Google Analytics‘ reductive tendency.
Site owners will always hope for the end-user to convert – be it purchasing a product, or getting in contact.
However, there are other more subtle actions users take which can be telling.
Even if a user has no immediate need for a site, we still want to know that they found something about it useful or interesting.
Google Analytics has a nasty habit of providing a singular number (average) for metrics which are in fact much more dynamic.
Session Duration is an average. Pages per Session is as well. These averages are at the mercy of bounce-rate and the fateful long-tail. Any goals or reports on these metrics can only hope that the number is higher.
By exporting the number of pages viewed for each user-session, as well as the amount of time spent, I was able to find the full distribution of session durations.
Session Duration: East Lake, Q1.
This graph (to 120 seconds) makes up 66% of user sessions. Expanding to the right up to 240 seconds would contain 95% of the data.
Google Analytics: the session duration average is 2:21 (141 seconds).
Pages per Session: East Lake, Q1
Google Analytics: the pages per session average is 3.02.
A larger volume of traffic helps to ‘smooth’ out the curve.
Session Duration: Wier/Stewart, Q1.
Google Analytics says 2:49 (169 sec) is the average Session Duration.
Pages per Session: Wier/Stewart, Q1
Google Analytics calls this 2.43 pages / session. Only data within the first 30 seconds is valid, since there’s less traffic after that.
Session Duration: VeryVera, Q1.
Google Analytics: 2:54 (174 sec) Average Session Duration
Pages per Session: VeryVera, Q1
Google Analytics: 3.6 Average Pages per Session
Variability in the Session Durations shows a potential for 2 groups of users for Wier/Stewart: those under and over 20 seconds.
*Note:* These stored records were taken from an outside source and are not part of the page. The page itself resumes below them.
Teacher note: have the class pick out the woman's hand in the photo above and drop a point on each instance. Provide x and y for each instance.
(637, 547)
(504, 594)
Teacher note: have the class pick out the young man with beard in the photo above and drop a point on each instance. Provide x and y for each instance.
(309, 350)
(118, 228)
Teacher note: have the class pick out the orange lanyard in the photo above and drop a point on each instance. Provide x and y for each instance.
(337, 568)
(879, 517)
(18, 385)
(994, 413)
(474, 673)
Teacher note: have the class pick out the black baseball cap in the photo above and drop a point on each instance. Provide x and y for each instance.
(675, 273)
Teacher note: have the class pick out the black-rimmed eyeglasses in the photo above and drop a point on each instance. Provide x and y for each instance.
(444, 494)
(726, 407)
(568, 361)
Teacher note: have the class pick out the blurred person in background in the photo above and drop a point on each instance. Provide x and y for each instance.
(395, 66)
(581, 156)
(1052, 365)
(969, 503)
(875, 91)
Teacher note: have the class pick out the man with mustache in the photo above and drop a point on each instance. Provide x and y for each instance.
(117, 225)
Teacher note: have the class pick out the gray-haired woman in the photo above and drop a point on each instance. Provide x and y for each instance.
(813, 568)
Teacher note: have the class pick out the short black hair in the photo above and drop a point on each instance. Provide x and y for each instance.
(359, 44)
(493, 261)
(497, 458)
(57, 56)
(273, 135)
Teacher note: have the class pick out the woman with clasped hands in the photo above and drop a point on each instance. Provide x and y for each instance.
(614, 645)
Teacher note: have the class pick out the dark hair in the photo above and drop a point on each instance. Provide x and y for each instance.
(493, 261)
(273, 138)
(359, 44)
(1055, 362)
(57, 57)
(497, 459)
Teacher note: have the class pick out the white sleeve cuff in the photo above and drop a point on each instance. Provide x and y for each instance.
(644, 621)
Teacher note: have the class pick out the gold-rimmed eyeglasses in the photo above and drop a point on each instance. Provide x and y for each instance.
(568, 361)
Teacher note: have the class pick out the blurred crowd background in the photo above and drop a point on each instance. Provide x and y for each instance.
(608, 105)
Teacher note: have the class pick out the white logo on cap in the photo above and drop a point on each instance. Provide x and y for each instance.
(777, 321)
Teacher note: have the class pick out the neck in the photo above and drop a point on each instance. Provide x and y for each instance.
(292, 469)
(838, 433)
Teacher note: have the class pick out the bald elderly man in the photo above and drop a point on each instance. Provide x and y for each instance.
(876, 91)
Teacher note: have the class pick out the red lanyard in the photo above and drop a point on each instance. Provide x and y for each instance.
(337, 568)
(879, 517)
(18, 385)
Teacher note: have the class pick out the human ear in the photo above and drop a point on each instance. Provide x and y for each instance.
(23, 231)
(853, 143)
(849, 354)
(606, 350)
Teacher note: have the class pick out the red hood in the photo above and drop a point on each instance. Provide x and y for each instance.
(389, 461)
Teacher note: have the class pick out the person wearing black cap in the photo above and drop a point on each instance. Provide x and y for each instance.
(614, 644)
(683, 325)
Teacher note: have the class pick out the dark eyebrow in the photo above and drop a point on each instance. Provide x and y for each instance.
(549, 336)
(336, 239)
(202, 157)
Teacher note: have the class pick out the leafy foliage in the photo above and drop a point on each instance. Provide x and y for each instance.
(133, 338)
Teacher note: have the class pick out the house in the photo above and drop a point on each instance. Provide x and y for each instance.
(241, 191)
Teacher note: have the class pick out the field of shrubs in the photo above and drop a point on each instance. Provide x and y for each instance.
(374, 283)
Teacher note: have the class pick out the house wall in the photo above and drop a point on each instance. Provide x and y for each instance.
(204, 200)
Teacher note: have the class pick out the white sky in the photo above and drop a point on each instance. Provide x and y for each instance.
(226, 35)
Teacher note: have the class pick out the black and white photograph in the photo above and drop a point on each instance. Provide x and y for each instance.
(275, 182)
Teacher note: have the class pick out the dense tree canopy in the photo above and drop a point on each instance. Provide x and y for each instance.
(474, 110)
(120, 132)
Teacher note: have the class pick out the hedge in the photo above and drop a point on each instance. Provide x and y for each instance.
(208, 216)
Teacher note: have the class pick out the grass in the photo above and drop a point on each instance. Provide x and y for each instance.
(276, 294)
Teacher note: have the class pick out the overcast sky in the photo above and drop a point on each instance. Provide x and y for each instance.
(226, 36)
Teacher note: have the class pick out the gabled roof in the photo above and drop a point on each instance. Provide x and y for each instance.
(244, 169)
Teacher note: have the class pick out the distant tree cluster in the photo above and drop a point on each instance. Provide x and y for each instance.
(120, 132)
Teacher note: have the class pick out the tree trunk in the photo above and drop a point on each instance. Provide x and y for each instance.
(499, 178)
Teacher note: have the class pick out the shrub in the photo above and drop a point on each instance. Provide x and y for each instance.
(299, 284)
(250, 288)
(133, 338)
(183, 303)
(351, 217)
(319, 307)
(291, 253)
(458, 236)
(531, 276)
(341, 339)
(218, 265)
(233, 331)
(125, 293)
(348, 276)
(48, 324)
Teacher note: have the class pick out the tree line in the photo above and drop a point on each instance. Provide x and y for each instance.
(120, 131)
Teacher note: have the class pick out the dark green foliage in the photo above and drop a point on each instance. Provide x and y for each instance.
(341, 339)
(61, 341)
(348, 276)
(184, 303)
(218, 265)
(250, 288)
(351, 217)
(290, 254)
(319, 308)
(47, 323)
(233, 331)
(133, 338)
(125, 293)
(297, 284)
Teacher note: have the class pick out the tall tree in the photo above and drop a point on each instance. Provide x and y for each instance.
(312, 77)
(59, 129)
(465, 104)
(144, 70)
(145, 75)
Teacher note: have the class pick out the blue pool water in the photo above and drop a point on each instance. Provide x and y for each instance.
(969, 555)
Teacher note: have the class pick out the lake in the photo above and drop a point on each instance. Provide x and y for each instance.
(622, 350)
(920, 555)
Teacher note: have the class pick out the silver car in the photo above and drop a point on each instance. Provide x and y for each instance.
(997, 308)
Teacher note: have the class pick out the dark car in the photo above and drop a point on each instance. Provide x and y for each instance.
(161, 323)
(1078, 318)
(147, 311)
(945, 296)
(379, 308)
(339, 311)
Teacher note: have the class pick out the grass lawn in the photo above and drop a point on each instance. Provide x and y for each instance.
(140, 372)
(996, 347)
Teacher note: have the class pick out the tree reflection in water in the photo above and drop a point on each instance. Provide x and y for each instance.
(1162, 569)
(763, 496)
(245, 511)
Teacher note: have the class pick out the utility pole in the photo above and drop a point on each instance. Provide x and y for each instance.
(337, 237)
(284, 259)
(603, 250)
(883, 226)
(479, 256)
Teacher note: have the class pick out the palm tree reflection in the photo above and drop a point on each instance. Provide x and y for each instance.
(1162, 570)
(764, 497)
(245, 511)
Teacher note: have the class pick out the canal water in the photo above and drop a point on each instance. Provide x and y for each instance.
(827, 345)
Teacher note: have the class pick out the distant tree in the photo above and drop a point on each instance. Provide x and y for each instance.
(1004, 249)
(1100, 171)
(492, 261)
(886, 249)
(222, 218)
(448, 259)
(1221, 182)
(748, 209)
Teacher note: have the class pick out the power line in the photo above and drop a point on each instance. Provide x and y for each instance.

Wier/Stewart also has fewer users after the 30 second mark, so statistical relevance is weaker, shown by wildly diverging lines.
Take-away:
While this model has not been fully applied yet, it certainly surfaces user-experience features which can be tracked against site and content changes.
I’ve learned there’s at least 3 steps to data-exploration, each with their own set of parameters:
- That something happened: Wier/Stewart has a ‘bump’ that other sites data don’t have.
- What or How it happened: The quality of the Wier/Stewart site data indicates a higher number of users with shorter sessions.
- Why it happened: Why are there proportionally more shorter sessions? Repeat visitors, thirsting for more? Terribly irrelevant content? For now, this is an ongoing, open quesetion.
Month to month may only change the average .08 percentage-points, which is no real help or encouragement for teams looking for results.
Being able to see the full data curve at 10-second intervals allows for a much more diverse story to be told, or at least a more complete baseline to be held.